Del Rey had faced criticism from the Boycott, Divestment and Sanction (BDS) movement over her decision to perform in Israel. She initially resisted the pressure while acknowledging grievances of Palestinian rights supporters.
"It’s important to me to perform in both Palestine and Israel and treat all my fans equally," she wrote in a statement posted on twitter.
Earlier this month, the singer said she understands fans' concerns about her show in Israel, but she insisted that "playing in Tel Aviv is not a political statement". She said then that performing in Israel is not an endorsement of its government's policies.
However, the singer made a U-turn a week before the scheduled concert.
BDS activists say the movement is inspired by the campaign that targeted South Africa's apartheid regime and is seeking an end to Israel's occupation of the West Bank.
Proponents of the cultural boycott against Israel argue that it serves as a reminder to Israelis of their government’s mistreatment of Palestinians, and that it pressures Israel to reconsider policies that infringe on Palestinian rights, including the occupation.
Palestinian Campaign for the Academic and Cultural Boycott of Israel (PACBI) thanked Del Rey for her "principled decision" on Friday.
Jewish Voice for Peace also hailed the singer for choosing "equality over apartheid".
Pink Floyd's Roger Waters, who is an outspoken supporter of BDS, had urged Del Rey to cancel her show, arguing against her assertion that her performance was not political.
"Palestine is a unique situation in that the BDS picket line exists at the request of Palestine civil society as a whole," he wrote on Facebook on 21 August, addressing Del Rey.
"To respect it as I, and many others do, is a political act of support for the Palestinian people in their struggle for basic human rights.
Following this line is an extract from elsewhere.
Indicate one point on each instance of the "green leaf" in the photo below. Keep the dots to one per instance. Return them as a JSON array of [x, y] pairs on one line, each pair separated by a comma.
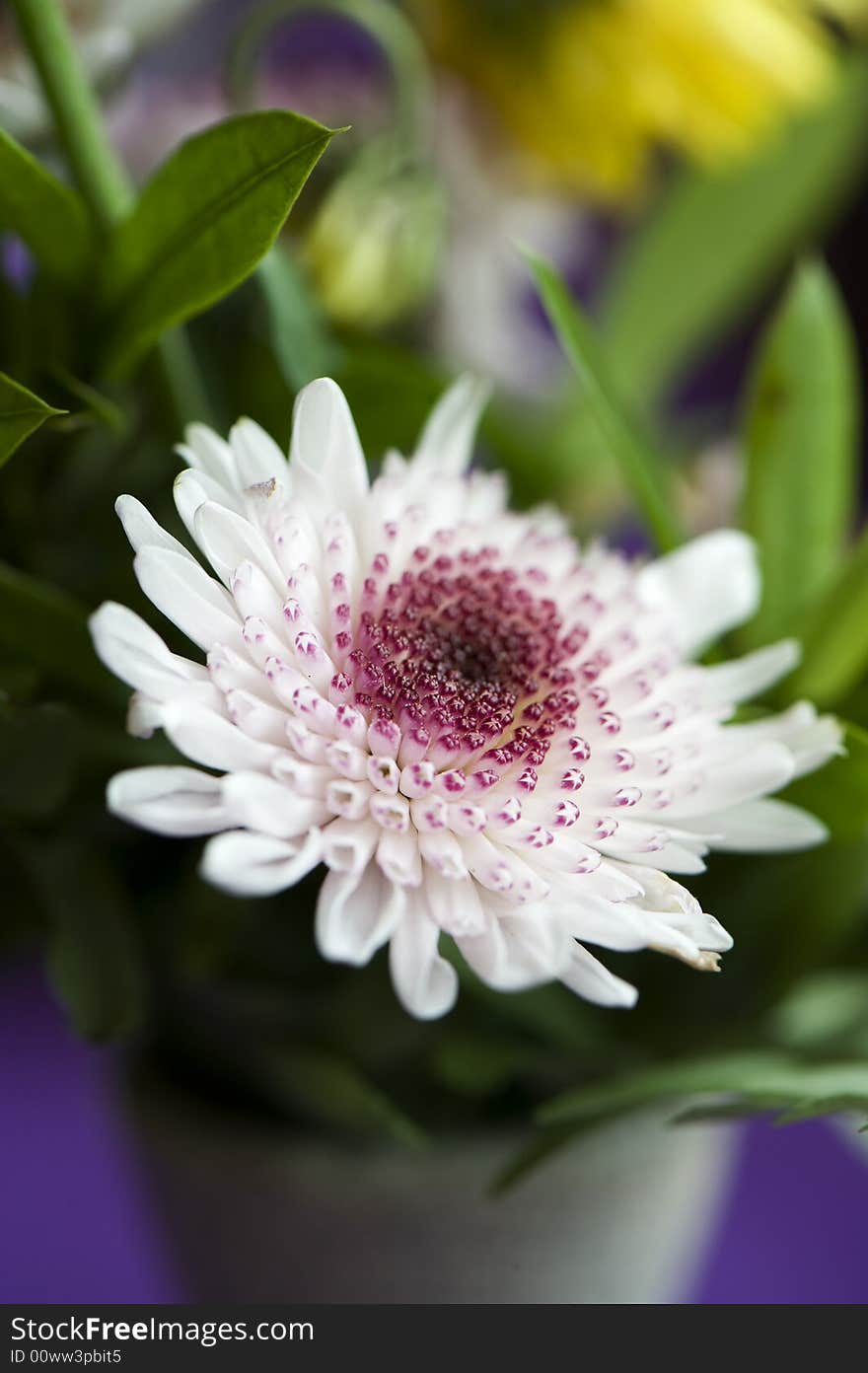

To cross it, conversely, is a political act in support of the apartheid state that would deny them those basic human rights."
Late last year, New Zealand singer Lorde also cancelled her appearance in Israel, saying she did not make the right call by scheduling the concert in the first place.
"I've received an overwhelming number of messages and letters and have had a lot of discussions with people holding many views, and I think the right decision at this time is to cancel the show," Lorde said in a statement at the time.